Когда Неджла пересекла кабинет, Соня даже не посмотрела в ее сторону. Адил-бей вернулся на свое место. Секретарша указала консулу на мужчину с внешностью пирата, примостившегося в углу комнаты.

— Он хочет говорить с вами лично.

— Подойди! — велел консул.

— Когда вы закончите с другими посетителями.

Соня, как обычно, делала какие-то пометки.

— Сейчас твоя очередь.

Мужчина окинул девушку многозначительным взглядом и проворчал на турецком:

— Вы думаете, мы можем говорить при ней?

Соня поняла. Она ждала распоряжения, уже намереваясь подняться.

— Останьтесь. Ты можешь говорить.

Наконец мужчина протянул Адил-бею невероятно грязные документы, которые он хранил под рубашкой.

— Это твой паспорт?

— Нет. Это паспорт человека, который умер. Он мне сказал, если с ним случится несчастье, я должен буду принести документы сюда, чтобы вы сообщили его сестре, проживающей в Смирне.

Соня поняла, что ей не стоит ничего записывать, и, воспользовавшись паузой, начала сортировать бумаги.

— Объясни.

Мужчина подошел к двери и приоткрыл ее, дабы удостовериться, что их никто не подслушивает.

— Я переправлял в Анатолию шестерых, мы шли горными тропами. В ту секунду, когда мы почти достигли цели, раздались выстрелы, и один из шести остался там.

— И многих ты переправил этим путем?

Горец не ответил, подхватил меховую шапку и вышел, пробурчав:

— Вы позаботитесь о документах?

Утро закончилось. Кабинет был пустым и грязным. Соня нацепила свою шляпку.

— Вы не сердитесь? — спросил Адил-бей.

— С какой стати?

— Из-за этой женщины.

— Вы не могли поступить иначе. Я прошу у вас разрешения не приходить во второй половине дня, сегодня в порт прибывает эскадра.

— Хорошо.

Разве он мог поцеловать ее или сказать что-нибудь нежное, когда она стояла перед ним такая прямая, такая отстраненная? Впрочем, турок думал о мужчине, покинувшем консульство, а также о Неджле, чьи духи так портили ему настроение.

— До завтра, Адил-бей.

— До завтра.


Всю вторую половину дня его буквально швыряли с одной улицы на другую, как некий инородный предмет. Адил-бей ничего не знал о празднике, разворачивающемся вокруг него. Стоило консулу выйти на перекресток, расположенный около его дома, как ему преградила дорогу конная милиция.

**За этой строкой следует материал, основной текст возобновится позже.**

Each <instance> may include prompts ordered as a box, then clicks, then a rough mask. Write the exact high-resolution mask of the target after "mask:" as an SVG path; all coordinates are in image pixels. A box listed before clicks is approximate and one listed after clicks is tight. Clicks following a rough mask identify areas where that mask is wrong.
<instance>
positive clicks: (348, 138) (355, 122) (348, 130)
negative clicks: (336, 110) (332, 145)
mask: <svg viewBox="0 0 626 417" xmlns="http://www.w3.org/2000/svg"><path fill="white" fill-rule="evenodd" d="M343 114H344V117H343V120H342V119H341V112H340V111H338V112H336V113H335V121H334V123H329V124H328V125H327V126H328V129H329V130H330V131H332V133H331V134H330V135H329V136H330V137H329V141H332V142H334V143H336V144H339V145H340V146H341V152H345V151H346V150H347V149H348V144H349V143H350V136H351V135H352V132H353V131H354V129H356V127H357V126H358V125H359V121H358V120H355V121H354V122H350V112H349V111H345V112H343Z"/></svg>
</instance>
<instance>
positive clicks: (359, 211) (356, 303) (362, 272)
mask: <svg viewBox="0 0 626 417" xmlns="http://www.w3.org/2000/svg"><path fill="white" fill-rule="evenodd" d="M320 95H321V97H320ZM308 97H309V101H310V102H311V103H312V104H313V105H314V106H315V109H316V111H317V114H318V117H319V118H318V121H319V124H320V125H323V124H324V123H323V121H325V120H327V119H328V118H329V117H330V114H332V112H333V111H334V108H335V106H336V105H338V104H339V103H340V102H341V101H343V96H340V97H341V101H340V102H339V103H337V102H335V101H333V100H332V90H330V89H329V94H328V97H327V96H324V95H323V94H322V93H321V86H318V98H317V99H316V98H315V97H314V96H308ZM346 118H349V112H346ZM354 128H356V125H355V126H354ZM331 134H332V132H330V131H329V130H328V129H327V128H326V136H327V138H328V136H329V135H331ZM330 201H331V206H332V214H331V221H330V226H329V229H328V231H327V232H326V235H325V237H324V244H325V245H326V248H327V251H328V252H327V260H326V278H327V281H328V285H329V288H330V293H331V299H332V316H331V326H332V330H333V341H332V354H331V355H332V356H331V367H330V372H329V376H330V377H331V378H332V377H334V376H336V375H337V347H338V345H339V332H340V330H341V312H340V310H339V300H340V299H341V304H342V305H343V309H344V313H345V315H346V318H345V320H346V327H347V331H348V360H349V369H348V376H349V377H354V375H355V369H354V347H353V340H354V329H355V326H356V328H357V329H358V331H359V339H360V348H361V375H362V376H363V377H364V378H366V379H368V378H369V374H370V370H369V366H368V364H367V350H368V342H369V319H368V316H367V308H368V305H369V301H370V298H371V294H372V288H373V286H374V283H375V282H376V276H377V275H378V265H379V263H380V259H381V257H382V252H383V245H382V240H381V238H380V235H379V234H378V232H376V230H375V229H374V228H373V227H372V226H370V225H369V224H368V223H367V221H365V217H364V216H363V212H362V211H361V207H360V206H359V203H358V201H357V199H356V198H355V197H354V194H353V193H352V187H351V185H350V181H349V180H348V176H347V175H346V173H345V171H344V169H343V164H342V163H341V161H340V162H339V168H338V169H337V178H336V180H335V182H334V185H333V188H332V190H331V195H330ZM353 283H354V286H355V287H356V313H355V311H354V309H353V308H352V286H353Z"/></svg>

Тогда турок двинулся другим путем. Вдоль тротуаров по всей длине главной улицы выстроился двойной кордон зевак, из всех окон свисали красные флаги. Между домами протянулись красочные транспаранты с надписями. Где-то на высоте крыш реяло многометровое полотнище с чудовищно увеличенным портретом Сталина.

В тот момент, когда стало возможным различить нечто, напоминающее передовые колонны шествия, очередные конные милиционеры с хлыстами в руках принялись, не произнося ни слова, оттеснять зрителей от дороги. Так Адил-бей оказался зажатым у входа в какой-то подъезд.

Он не видел почти ничего: мимо проплывали ряды людей с флагами, с многочисленными транспарантами, с изображениями Ленина. Продефилировал оркестр, за ним двинулись моряки, все в белом, с синими воротниками и длинными лентами на бескозырках.

Никто не кричал. Никто ничего не говорил. Лишь музыка нарушала гробовую тишину улицы.

Когда процессия прошла, толпа всколыхнулась. Самые любопытные устремились в том же направлении. Издалека Адил-бей заметил эстраду, обтянутую красным бархатом, но его вновь оттеснили, и турок оказался на берегу моря.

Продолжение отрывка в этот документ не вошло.